La caverne (Ievguéni Zamiatine)

      Ingénieur de formation, polyglotte, nouvelliste, dramaturge, théoricien littéraire, Eugène Zamiatine ( 1884-1937) est un intellectuel impressionnant. 

     Esprit rebelle, il verra ses premiers écrits censurés par la censure tsariste. Il lui arrivera la même chose après la révolution, la censure ayant changé de camp. Entre temps, il aura notamment inspiré le groupe des « Frères Sérapion » (voir la présentation de Zochtchenko précédant la nouvelle Les aventures d’un singe).
     Arrêté par le nouveau pouvoir, il est condamné à être expulsé. Ses amis se démènent pour faire reporter la mesure. Il se remet au travail et connaît un énorme succès avec la pièce La puce, inspirée du récit de Leskov Le gaucher. 
     Mais la publication à l’étranger du roman-nouvelle Nous autres, interdit en URSS, lui vaut de nouveau ennuis : il ne peut plus rien publier et risque de mourir de faim. Staline accède (coup de chance, appui de Gorki et fait du prince) à sa demande et le laisse partir pour l’Allemagne puis la France, où il vivra à partir de 1931 jusqu’à sa mort en 1937. Il participe notamment à l’adaptation par Jean Renoir de la pièce de Gorki Les bas-fonds.

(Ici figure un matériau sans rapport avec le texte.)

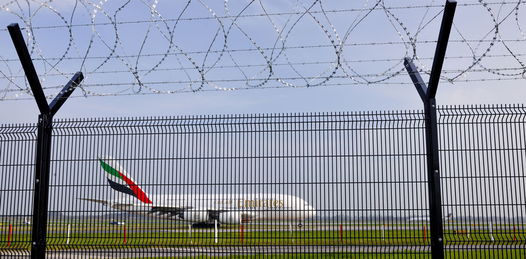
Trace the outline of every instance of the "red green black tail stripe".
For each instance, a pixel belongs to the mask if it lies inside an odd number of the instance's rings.
[[[108,164],[105,163],[104,161],[100,158],[99,158],[99,161],[100,162],[100,165],[102,166],[104,171],[106,171],[108,173],[112,175],[123,180],[128,185],[126,186],[124,184],[114,182],[113,181],[110,180],[109,178],[108,178],[108,182],[109,183],[109,185],[112,188],[116,191],[131,195],[132,196],[138,199],[140,201],[145,203],[152,203],[151,201],[150,201],[149,199],[148,199],[148,197],[146,196],[146,194],[140,189],[138,185],[133,182],[131,179],[126,177],[126,175],[125,175],[115,168],[113,168],[113,167],[109,166]]]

     Iouri Annenkov, très lié d’amitié avec Zamiatine, rapporte ainsi dans son Journal de mes rencontres ce que l’Encyclopédie soviétique de 1936 écrivait sur Ievguéni Zamiatine :
« Dans ses œuvres d’avant la révolution (Province, Au diable vauvert, 1913), Zamiatine peint l’abrutissement, l’étroitesse d’esprit et la cruauté des petits-bourgeois et des officiers des coins perdus de province. Dans ses œuvres postérieures à la révolution, Zamiatine continue de montrer la province sous le même jour conservateur et trivial caractéristique, à son sens, également de la Russie soviétique. Dans ses œuvres (en particulier La caverne et les Récits impertinents), l’écrivain bourgeois Zamiatine trace un tableau complètement déformé de la réalité soviétique. Dans le roman Nous autres publié à l’étranger, Zamiatine calomnie haineusement le pays des Soviets. »
Annenkov termine ainsi ce florilège : « Dans les éditions suivantes de l’ “Encyclopédie soviétique“ , le nom de Zamiatine n’est pas mentionné. »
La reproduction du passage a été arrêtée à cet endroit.